Reimburse remote care (audio-visual and telephonic) on par with in-person visits. Providers agreed that in-person visits, audio-visual telehealth, and telephonic visits should be paid at the same rate. Telephonic visits generally take the same amount of time as audio-visual visits, and sometimes a telephone visit was necessary due to technical limitations that may have prevented a patient from joining an audio-visual call. This is especially important for the high-risk and high-need communities served by community health centers. where reimbursement parity is essential to ensuring ongoing services.

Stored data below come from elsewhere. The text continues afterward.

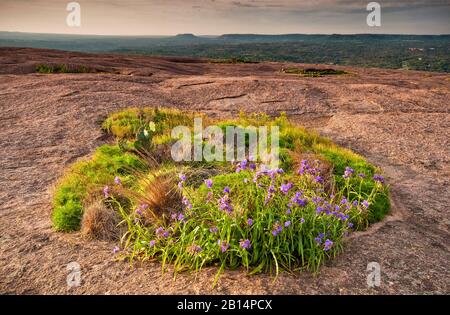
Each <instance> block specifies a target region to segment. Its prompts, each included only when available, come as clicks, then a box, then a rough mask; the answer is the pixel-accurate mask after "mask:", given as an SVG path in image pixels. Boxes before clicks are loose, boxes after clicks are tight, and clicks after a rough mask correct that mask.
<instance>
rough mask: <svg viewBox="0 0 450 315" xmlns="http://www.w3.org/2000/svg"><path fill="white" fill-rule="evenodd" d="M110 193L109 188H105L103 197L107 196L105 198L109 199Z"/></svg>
mask: <svg viewBox="0 0 450 315" xmlns="http://www.w3.org/2000/svg"><path fill="white" fill-rule="evenodd" d="M109 193H110V190H109V186H105V187H104V188H103V196H105V198H108V197H109Z"/></svg>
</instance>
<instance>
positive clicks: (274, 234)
mask: <svg viewBox="0 0 450 315" xmlns="http://www.w3.org/2000/svg"><path fill="white" fill-rule="evenodd" d="M282 231H283V227H282V226H281V225H280V222H275V224H274V225H273V227H272V235H273V236H277V235H278V234H280V233H281V232H282Z"/></svg>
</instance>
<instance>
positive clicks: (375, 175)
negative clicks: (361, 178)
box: [373, 174, 384, 184]
mask: <svg viewBox="0 0 450 315" xmlns="http://www.w3.org/2000/svg"><path fill="white" fill-rule="evenodd" d="M373 180H374V181H376V182H379V183H381V184H384V177H383V176H381V175H379V174H375V175H373Z"/></svg>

Overall, the study found that nearly all providers and patients want to continue to have the option to receive or deliver care remotely. For remote care options to remain viable, it is necessary that telephonic and audio-visual telehealth visits be reimbursed on par with in-person visits. Patients and providers alike need training, education, and IT support to bolster remote visit capacity and increase technical literacy. Finally, the study revealed an urgent need for the state to take actions to improve access to broadband internet, free wi-fi, and other technology to ensure that telehealth mitigates health inequities rather than exacerbates them.

The full report, Ensuring Sustained Access to Telehealth Post Pandemic: Patient and Provider Attitudes and Beliefs Support Use of Remote Care, is available here: https://www.chcanys.org/document/ensuring-sustained-access-telehealth-post-pandemic0pdf.

Project Partners: New York State Council for Community Behavioral Healthcare (NYS Council), a statewide nonprofit membership association representing the interests of nearly 100 behavioral health (mental health and substance abuse) prevention, treatment and recovery organizations across New York, and the NYU Grossman School of Medicine (NYUGSoM), Department of Population Health.

About the Grantee

The Community Health Care Association of New York State (CHCANYS) was established to give a voice to the state’s network of community health centers as leading providers of primary care. The oldest Primary Care Association in the country, CHCANYS today represents more than 70 community health centers that operate over 800 sites in every region of New York State. CHCANYS mission is to champion community-centered primary care in New York State through leadership, advocacy, and support of community health centers.